Llama la atención, junto a la valentía y audacia de esos jóvenes que saben que se están jugando la vida, su sentido sobrenatural, es decir, su conciencia de que están en manos de Dios, y que están cumpliendo una misión sobrenatural por encargo divino: hacer el Opus Dei junto al fundador. Saben que cuentan con la ayuda del Cielo, y que tienen el poder de la oración (que no descuidan) y la protección de los ángeles custodios, que se les hace patente en múltiples ocasiones. Esa conciencia les da una enorme paz, hasta el punto de no perder el sentido del humor ni el optimismo, ni en medio de intensos bombardeos, ni atravesando controles policiales con documentación falsa.  



Destaca la figura de Juan Jiménez Vargas, el joven médico, que una y otra vez expone su vida por don Josemaría y por los de la Obra. Su viaje desde Barcelona a Daimiel para rescatar a Miguel Fisac, que llevaba un año escondido en una buhardilla en casa de sus padres, es un episodio de película, que resalta su valentía, decisión y fortaleza. Don Josemaría, que entonces tenía 35 años,  confía en este joven de 23, que transmite audacia y seguridad a todos.




Sorprende también conocer el sufrimiento interno de san Josemaría, que se debate entre la necesidad de huir a la zona nacional para poder realizar su trabajo apostólico con libertad, y la pena de abandonar a los que quedan en la zona roja, expuestos a peligros y penurias. Lucha por controlar su zozobra interior, y no pierde el tiempo: se ocupa de formar a los miembros de la Obra, les enseña a no estar ociosos (cuando parecería tan disculpable en esas circunstancias) y atiende sacerdotalmente a numerosas personas con las que entran en relación. Impresionan sus numerosos desplazamientos  por la ciudad, incluso hasta poblaciones cercanas, para estar con unos y otros a pesar del peligro a que se exponía (por ejemplo veía semanalmente a su entrañable amigo Pou de Foxá, sacerdote también refugiado). Las largas caminatas que se vio obligado a realizar servían también como entrenamiento para la dura travesía de los Pirineos que les aguardaba. 
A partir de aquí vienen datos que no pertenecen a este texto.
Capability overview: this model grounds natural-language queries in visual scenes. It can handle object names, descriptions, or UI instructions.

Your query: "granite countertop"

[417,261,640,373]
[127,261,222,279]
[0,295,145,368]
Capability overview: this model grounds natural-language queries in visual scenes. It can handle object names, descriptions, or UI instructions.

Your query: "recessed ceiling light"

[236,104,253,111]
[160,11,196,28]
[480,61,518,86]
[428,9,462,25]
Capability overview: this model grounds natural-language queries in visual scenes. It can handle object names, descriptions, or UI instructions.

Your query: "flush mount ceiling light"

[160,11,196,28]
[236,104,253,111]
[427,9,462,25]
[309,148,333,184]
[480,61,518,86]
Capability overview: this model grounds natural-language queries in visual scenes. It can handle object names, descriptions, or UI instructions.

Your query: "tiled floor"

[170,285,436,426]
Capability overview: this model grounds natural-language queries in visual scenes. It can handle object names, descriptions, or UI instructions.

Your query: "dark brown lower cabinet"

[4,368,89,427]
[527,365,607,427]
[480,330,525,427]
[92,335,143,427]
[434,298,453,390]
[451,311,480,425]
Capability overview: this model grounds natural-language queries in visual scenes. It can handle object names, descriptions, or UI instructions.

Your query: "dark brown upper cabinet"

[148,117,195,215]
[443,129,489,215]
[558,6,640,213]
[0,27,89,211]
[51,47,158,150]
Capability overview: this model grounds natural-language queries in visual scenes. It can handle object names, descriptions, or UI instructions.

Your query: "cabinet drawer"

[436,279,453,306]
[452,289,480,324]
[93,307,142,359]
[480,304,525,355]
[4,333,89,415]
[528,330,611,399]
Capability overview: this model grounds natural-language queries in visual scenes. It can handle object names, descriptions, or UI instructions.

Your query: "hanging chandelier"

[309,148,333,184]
Por la narración desfila también un buen número de personajes con los que los protagonistas se relacionaron. Hombres y mujeres atrapados en la vorágine de la guerra y sufriendo sus consecuencias. Muchos se comportan con heroicidad y coherencia cristiana, sin darse importancia. Otros intentan justificar su postura alegando pérdida de fe, como el magistrado Galbe, a pesar de todo un hombre de corazón que no dudó en comprometer su seguridad por ayudar a su amigo Josemaría.   


Cada año Andorra celebra el Aplec de san Josemaría, en recuerdo de aquella aventura y en homenaje a cuantos, en un sentido y en otro de la frontera, han alcanzado la libertad por aquellos caminos que nunca debieron cerrarse.